La rimozione dell’altare della Vittoria dalla Curia nel 382 è solo una delle azioni messe in campo dall’imperatore Graziano per colpire il paganesimo. Infatti, il culto che fino a quel momento era stato sovvenzionato dallo Stato, cessò anche di ricevere ogni forma di finanziamento pubblico. Un colpo decisivo, inferto da un imperatore di fede nicena che ben rappresenta un fenomeno importante del IV secolo: la cristianizzazione del mondo antico. 

Come ha correttamente scritto Herbert Bloch, “uno dei fenomeni più notevoli del secolo IV è la rapidità con cui la Chiesa, sino allora perseguitata, dopo essersi procurata l’aiuto del governo di recente convertito al cristianesimo, passò dalla difesa all’attacco”. La querelle tra Simmaco e Ambrogio – che peraltro avvenne in maniera indiretta – si inserisce in tale contesto, mettendo in evidenza il ruolo imperiale nelle questioni di carattere religioso. Nel IV secolo, infatti, l’appoggio o meno del potere politico è ciò che determina la vittoria di una religione su un’altra – come in questo caso – o di una corrente cristiana su un’altra, come nel caso della controversia ariana.

Simmaco e Ambrogio rappresentano, quindi, come ha osservato Michel Meslin, due opposti “totalitarismi religiosi” che cercano di avere dalla propria parte il potere politico per prevalere l’uno sull’altro.  

In tal senso, il raffronto tra la sentenza della Corte europea dei diritti umani sulla rimozione del crocifisso dai luoghi pubblici e l’imposizione di Graziano di rimuove l’altare della Vittoria dalla Curia è – a mio avviso – condivisibile perché, in entrambi i casi, un’autorità giuridica è chiamata a intervenire su questioni riguardanti la religione.

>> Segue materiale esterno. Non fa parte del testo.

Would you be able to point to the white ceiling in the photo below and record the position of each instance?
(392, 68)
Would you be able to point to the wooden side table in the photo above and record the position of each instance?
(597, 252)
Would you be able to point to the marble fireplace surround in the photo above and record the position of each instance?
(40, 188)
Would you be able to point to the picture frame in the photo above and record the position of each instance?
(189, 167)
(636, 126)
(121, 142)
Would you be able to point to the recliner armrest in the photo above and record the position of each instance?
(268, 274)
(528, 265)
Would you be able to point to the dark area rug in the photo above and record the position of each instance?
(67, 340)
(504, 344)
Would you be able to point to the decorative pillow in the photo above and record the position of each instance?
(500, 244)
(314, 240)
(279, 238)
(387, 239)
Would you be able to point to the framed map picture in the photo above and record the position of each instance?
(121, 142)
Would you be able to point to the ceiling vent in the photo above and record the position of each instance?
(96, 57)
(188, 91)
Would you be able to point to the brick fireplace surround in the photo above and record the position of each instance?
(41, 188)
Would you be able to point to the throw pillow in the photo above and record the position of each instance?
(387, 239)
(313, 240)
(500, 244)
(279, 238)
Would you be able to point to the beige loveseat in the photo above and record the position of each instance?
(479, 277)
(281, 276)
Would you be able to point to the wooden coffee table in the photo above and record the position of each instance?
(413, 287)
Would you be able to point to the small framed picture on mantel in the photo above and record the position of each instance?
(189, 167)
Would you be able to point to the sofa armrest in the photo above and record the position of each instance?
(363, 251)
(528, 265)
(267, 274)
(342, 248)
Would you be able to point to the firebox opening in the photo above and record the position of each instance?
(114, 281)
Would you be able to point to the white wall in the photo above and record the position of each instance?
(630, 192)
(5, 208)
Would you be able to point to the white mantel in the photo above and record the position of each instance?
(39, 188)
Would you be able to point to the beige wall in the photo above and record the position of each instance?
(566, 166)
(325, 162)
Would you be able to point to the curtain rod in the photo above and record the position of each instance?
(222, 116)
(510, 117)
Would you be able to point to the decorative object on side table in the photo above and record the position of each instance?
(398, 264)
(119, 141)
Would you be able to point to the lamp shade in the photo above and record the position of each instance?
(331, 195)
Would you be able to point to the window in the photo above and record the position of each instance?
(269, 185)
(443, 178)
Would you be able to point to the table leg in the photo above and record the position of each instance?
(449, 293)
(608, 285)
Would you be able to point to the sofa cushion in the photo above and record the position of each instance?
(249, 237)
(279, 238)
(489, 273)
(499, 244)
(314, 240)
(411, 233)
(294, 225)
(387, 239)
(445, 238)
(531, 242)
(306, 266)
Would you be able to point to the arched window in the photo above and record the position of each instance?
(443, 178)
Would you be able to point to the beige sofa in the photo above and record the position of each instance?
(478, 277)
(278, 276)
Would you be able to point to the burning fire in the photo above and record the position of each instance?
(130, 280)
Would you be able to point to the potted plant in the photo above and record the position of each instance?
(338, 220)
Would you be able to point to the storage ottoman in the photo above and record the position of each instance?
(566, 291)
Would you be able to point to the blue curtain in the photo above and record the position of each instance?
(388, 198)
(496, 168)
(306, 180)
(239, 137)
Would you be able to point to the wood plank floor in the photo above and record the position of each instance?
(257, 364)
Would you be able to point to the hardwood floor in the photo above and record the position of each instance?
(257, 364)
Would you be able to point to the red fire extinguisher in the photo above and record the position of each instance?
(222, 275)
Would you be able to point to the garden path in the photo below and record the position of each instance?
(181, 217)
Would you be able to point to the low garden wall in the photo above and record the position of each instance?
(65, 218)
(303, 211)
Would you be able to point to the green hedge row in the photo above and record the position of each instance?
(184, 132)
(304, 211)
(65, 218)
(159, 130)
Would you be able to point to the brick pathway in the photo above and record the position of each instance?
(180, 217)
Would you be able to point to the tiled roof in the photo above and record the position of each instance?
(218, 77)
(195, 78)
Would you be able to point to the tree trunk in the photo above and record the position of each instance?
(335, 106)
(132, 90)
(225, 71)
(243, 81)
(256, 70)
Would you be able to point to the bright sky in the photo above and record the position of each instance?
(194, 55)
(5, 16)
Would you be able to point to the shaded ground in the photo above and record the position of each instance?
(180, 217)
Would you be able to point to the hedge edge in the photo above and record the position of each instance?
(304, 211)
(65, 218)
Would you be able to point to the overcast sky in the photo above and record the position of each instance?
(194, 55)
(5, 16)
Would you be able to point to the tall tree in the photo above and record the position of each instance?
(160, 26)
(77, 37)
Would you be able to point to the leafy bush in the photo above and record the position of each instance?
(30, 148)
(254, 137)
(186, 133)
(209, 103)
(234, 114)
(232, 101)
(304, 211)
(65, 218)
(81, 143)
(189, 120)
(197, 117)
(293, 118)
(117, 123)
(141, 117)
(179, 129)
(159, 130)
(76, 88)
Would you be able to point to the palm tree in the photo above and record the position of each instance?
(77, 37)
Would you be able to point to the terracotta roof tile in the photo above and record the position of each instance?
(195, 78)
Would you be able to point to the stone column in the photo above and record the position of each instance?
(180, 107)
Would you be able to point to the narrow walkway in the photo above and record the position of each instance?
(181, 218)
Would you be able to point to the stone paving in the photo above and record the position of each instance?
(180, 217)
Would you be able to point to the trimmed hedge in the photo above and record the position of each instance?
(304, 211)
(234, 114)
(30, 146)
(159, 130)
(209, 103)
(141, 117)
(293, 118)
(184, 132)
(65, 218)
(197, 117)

Detto questo, bisogna chiedersi, però, a chi giova oggi che un’autorità giuridica sia chiamata a pronunciarsi in merito a questioni inerenti la religione. Certamente non giova alla politica, tenuto conto che si tratta di decisioni che, seppur tese alla difesa della libertà religiosa, si guadagnano critiche severe e risultano essere – a livello elettorale – sempre più impopolari. Ma non giova neppure alla chiesa cattolica e tantomeno alla fede cristiana.

Relativismo, quindi, non è togliere il crocifisso dai luoghi pubblici – obbligo introdotto peraltro da una legge dello Stato fascista nel ’24 – ma è accettare che a rivendicare l’importanza dei valori cristiani sia la presenza o meno della croce nei luoghi pubblici, riducendola a un simbolo arido e muto. La croce di Cristo per tutti i cristiani, invece, parla di Dio che si è fatto vicino alla fragilità dell’uomo. Simbolo di speranza e di salvezza, ma non di potere! 

I cristiani sono chiamati a vivere ogni giorno, nei luoghi della vita quotidiana, la responsabilità di “difendere” il valore profondo della croce. Anzi, oggi le chiese devono tornare a preoccuparsi di evangelizzare l’Europa non per contrapporsi, come nel IV secolo, ad altre religioni, ma per far conoscere di nuovo Gesù e la sua Parola: questo è il nodo e la sfida dei cristiani affinché la loro voce sia forte e incisiva in un mondo che non mette più al centro l’essere umano.

Un atteggiamento responsabile e autenticamente cristiano di ciascun credente diventa, inevitabilmente, anche un “atto politico” come diceva don Milani.

Perché, allora, le istituzioni europee sentono il bisogno di intervenire su questo aspetto? Perché, invece, rimangono quasi inerti di fronte al dramma dei migranti che muoiono in mare, che sono venduti ai trafficanti, che sono ridotti in schiavitù nei nostri “civilissimi” Paesi? Perché non avvertono la responsabilità dei morti di tante guerre? Perché non sentono la necessità di darsi regole comuni a tutela dell’ambiente?

Di fronte a questi scenari, il compito della politica europea è quello di porre in essere azioni concrete e urgenti – non ideologiche – che promuovano i valori di quell’umanesimo proprio della nostra tradizione europea, cristiana e laica, mentre la vera sfida per i cattolici è fare in modo che le politiche europee non distolgano lo sguardo dalle tante croci di questo mondo.